PENSAMENTO PLURAL Em busca de esperança, por Palmarí de Lucena
O escritor Palmarí de Lucena reflete, em sua crônica, sobre uma características mais intrínsecas ao humano que é a esperança. E de como, apesar da iminente chegada de vacinas para combater a pandemia, as próximas semanas podem ser ainda mais preocupantes com o avanço do coronavírus, seja pela incompetência dos governantes, seja pelo realce das desigualdades potencializadas pela pandemia. Confira a íntegra do comentário…
Reorganizando orquídeas e pequenas coisas, seguindo a trajetória de beija-flores, acompanhando as nuances sutis das plantas, encontrando em gestos solidários de estranhos, momentos de claridade no redemoinho emocional de um ano de tragédia inimaginável. Vadeando a situação caótica ao nosso redor, dobrando esquinas traiçoeiras de uma estrada pavimentada de pedras pontiagudas, esquecendo a rota de retorno ao ponto de partida da nossa caminhada, em busca de esperança.
O nunca mais do que o nunca foi. Tentando enxergar um novo caminho, uma vida normal previsível em seus aspectos mais básicos, enquanto contemplamos a beleza impalpável de um horizonte longínquo. Esperança transformando-se na palavra chave do ano que mal começou. “O ser humano tem esperança, ou seja, vê como possível a realização daquilo que deseja, porque essa característica lhe é intrínseca — constitui sua própria essência”, sábias palavras do educador Paulo Freire.
É essencial não permitir que a esperança e a luta por um futuro melhor, se traduzam precariamente em platitudes repetidas em nossas mensagens de Ano Novo. Devemos transformá-las em guias práticos de um novo ano, que se afigura como desafiador, embora ao mesmo tempo fértil de possibilidades positivas.

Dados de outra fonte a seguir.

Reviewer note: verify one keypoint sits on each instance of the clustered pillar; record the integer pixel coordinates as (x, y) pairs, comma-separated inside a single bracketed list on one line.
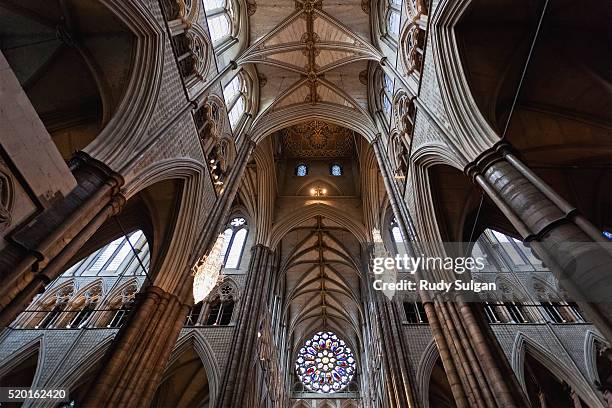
[(37, 253), (243, 354), (477, 369), (569, 244), (134, 366)]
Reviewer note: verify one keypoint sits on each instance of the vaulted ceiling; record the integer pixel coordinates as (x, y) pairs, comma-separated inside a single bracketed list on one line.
[(311, 52)]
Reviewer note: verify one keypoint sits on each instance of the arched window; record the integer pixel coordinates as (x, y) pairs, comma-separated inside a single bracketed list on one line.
[(335, 170), (386, 96), (116, 258), (219, 16), (124, 258), (301, 170), (52, 309), (398, 238), (235, 238), (235, 99), (83, 307), (393, 18), (221, 307)]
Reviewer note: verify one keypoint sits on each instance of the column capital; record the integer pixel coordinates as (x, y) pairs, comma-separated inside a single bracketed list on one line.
[(494, 154)]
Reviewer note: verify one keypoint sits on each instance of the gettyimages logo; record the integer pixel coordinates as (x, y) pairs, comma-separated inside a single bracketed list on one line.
[(387, 271), (408, 264)]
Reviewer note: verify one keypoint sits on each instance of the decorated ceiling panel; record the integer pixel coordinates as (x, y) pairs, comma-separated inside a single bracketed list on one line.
[(317, 139)]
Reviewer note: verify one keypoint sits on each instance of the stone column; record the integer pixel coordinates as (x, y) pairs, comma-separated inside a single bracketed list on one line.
[(37, 252), (243, 354), (395, 357), (476, 367), (136, 360), (135, 363), (570, 245)]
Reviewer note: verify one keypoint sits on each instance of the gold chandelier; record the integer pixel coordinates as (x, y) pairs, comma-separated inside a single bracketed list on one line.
[(206, 271)]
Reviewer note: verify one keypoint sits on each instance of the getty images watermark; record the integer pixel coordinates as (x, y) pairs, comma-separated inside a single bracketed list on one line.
[(386, 268)]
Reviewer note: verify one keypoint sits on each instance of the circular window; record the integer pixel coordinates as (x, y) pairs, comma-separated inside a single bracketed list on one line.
[(325, 364)]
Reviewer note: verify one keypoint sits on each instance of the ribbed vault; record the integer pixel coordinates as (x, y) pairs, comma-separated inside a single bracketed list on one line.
[(321, 269)]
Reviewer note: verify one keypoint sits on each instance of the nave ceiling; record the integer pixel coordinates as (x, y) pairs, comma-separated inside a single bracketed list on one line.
[(311, 54)]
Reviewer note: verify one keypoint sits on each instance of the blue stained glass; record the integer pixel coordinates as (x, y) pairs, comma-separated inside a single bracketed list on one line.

Eventualmente, a esperança triunfará sobre os demônios que nos mantêm escravos de inverdades, vítimas de preconceitos e sentimentos de inferioridade.
As primeiras vacinas estão trazendo uma réstia de luz aos quartos escuros de uma humanidade atordoada pela crueldade da pandemia, incompetência de seus governantes e o realce das desigualdades que todos sabíamos existir, mas preferíamos ignorar, torná-las invisíveis. Estamos longe do fim, cientistas alertam que as próximas semanas podem ser ainda mais mortais. Hospitais e unidades de terapia intensiva nos Estados Unidos, Europa e alguns países da América Latina estão exaurindo ou prestes de exaurir suas capacidades para conter os efeitos da pandemia
Existe uma tendência humana de tentar minimizar coisas ruins que acontecem conosco ou ao nosso redor, postura que não contribui para compreender e eventualmente processar sentimentos negativos, que acumulamos na ânsia de criarmos verdades alternativas. É preciso processar, sentir e viver nossos medos, mesmo a custo de sofrermos um pouco mais, encarando a ansiedade de dias incertos. A última coisa que o ser humano precisa é que aqueles em quem confiam os empurrem a seguir em frente, sem primeiro entender que esperança só desponta, após processarmos a angústia e dor que acumulamos durante o ano que passou.